Рухела осеклась, ибо на пол кухни пала тень человека, сухого, как жердь. О, это майордомо Марсиано Нарини, воплощенная сухость, засушенная надменнось в камзоле, скелет с лицом трупного цвета.

— Приготовления идут как надо? — проскрипел иссушенный голос.

— Да, ваша милость, все идет как надо, — отвечают все хором, провожая ненавидящими взглядами графского погонялу.

Перед доном Томасом, падре Грегорио и майордомо — арабский скакун.

— Что скажешь, падре? — спрашивает граф.

Глаза Грегорио светятся восхищением.

— Не может быть лучшего подарка к рождению Мигеля, ваша милость. Этот конь подобен солнечному лучу. У него петушиная поступь. Сухожилия напряжены, как тетива лука.

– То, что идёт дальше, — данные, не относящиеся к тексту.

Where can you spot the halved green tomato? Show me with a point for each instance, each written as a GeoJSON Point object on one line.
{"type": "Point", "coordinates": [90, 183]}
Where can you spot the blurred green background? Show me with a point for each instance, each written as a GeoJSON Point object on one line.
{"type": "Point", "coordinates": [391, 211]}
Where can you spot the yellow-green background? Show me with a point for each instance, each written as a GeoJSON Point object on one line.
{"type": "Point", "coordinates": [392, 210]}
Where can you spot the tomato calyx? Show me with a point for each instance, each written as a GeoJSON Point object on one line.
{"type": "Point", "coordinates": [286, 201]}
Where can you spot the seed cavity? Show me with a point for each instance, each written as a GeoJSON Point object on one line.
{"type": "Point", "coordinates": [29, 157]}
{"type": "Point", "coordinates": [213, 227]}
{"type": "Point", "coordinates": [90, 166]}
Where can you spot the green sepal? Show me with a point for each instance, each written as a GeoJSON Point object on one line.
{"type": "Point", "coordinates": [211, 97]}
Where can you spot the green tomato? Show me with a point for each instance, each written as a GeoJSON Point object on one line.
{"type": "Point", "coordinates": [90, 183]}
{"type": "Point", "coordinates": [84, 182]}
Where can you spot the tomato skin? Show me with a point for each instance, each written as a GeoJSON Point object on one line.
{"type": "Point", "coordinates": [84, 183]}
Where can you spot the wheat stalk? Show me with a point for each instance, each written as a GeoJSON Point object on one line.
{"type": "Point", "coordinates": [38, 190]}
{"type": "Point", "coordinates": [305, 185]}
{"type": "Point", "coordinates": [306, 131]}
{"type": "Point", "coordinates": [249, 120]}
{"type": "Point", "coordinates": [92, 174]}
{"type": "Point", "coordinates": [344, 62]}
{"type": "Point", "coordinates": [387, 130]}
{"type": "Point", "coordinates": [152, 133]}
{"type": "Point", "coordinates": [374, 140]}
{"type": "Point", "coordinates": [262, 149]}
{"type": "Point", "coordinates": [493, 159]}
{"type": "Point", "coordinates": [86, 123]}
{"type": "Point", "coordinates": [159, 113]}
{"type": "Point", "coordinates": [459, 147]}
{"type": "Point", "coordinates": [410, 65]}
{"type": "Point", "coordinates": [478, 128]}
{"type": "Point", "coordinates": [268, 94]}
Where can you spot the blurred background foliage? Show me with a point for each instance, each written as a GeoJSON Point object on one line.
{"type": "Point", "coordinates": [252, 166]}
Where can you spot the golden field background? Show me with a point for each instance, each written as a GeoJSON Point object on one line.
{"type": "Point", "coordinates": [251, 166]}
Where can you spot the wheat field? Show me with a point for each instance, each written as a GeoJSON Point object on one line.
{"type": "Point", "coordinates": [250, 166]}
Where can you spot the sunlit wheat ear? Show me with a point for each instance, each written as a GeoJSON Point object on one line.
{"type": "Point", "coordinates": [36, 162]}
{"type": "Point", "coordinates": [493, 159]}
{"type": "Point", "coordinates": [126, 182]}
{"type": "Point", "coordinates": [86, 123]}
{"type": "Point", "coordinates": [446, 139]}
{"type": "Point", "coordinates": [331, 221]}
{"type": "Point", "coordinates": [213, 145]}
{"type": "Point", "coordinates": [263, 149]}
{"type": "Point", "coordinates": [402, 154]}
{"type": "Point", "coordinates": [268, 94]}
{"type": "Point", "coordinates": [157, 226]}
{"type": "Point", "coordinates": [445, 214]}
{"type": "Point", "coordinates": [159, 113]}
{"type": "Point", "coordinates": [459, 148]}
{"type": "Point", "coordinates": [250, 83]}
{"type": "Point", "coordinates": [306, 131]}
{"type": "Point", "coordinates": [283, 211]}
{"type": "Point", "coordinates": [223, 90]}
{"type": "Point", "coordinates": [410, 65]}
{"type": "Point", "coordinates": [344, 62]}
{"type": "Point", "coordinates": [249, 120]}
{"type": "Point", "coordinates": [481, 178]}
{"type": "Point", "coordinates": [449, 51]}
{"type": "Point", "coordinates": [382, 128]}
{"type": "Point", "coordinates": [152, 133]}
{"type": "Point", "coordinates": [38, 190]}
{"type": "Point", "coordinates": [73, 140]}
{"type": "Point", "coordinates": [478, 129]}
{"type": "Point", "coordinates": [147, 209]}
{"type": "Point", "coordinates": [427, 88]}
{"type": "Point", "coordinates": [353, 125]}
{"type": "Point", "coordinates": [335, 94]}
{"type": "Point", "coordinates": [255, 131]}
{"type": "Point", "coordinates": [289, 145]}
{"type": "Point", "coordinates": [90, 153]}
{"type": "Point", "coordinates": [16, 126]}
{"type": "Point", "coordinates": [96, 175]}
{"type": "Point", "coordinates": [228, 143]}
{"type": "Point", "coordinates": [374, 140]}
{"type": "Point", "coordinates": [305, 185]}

Падре ходит вокруг вороного коня, с чувственным наслаждением поглаживает его блестящую шерсть.

— А ты, Марсиано?

Сухой майордомо вспыхнул свечой, ибо испанец и на смертном одре испытывает такую же страстную любовь к лошади, как к собственной жизни.

— Великолепное животное, ваша милость.

Монах наклоняется к графу Томасу, шепчет:

— Дон Мигель должен время от времени читать перед сном этому красавцу на ухо шестьдесят шестую суру Корана. Тогда конь будет предан ему, как собака.

— Но ведь тогда ему придется говорить по-арабски? — удивляется дон Томас.

— Разве я не обучаю его этому языку? — гордо отвечает Грегорио. — Спросите у него сами, ваша милость.

— Добрый совет, — говорит граф, внезапно рассмеявшись. — И его даешь ты? Христианин и монах?

Мягко улыбнулся Грегорио:

— Ваша милость, я, правда, христианин, зато конь — араб и язычник.

Смеясь, дон Томас приветливо посмотрел на монаха.

Спальня графского сына.

Широкое ложе под балдахином, с сеткой от москитов? Колышущаяся ладья снов, блаженства, детских радостей? Кружевная укромность, пуховая мягкость?

Нет, о, нет. Жесткое ложе, стол, сундук с книгами, Скамеечка для коленопреклонений, распятие и — постоянный сумрак за спущенными занавесами. Окно за решеткой.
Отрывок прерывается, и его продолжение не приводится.